Cahaya bulan membelah awan di langit, menerangi sebagian bumi dengan cahaya redupnya. Serangga malam berbunyi di beberapa sudut hutan, meramaikan suasana malam yang sunyi, selain suara serangga-serangga itu yang terdengar hanyalah bunyi burung hantu di kejauhan.

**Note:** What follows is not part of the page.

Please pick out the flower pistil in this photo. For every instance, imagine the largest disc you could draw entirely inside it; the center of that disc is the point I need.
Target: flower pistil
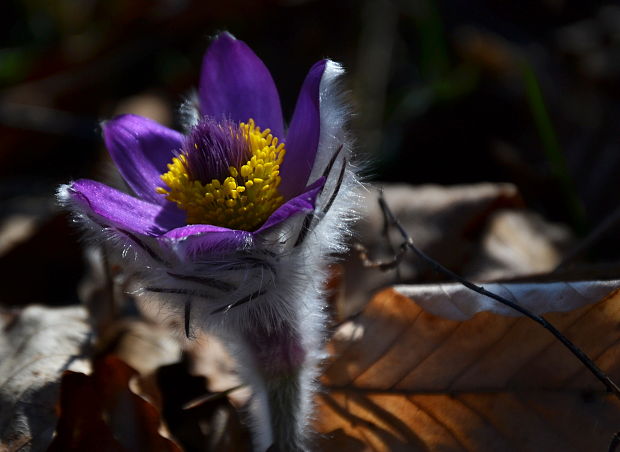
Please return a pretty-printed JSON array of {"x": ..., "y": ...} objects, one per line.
[{"x": 239, "y": 190}]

Cahaya bulan menyinari seorang pria yang sedang duduk di atas sebongkah batu Rambut putih pendeknya tidak sesuai dengan wajahnya yang masih muda. Pandangan matanya bersinar lebih terang dari cahaya rembulan, memancarkan keteguhan hati dan tekad yang luar biasa. Jubah hitamnya tidak membantu memantulkan sinar bulan. Wajah tampannya menambah daya tarik dari tubuhnya yang atletis.
Ia dikelilingi beberapa orang, yang keseluruhan sosoknya tertutup bayangan ranting, dahan, dan pepohonan sehingga tidak jelas rupanya. Ada yang tinggi besar, ada yang lebih pendek, salah seorang jelas berambut panjang.
"Kita akan mulai mengambil kembali harta-harta purbakala. Lokasi harta purbakala yang pertama sudah diketahui." ujar pria itu, suaranya benar-benar penuh karisma, suara seorang pemimpin.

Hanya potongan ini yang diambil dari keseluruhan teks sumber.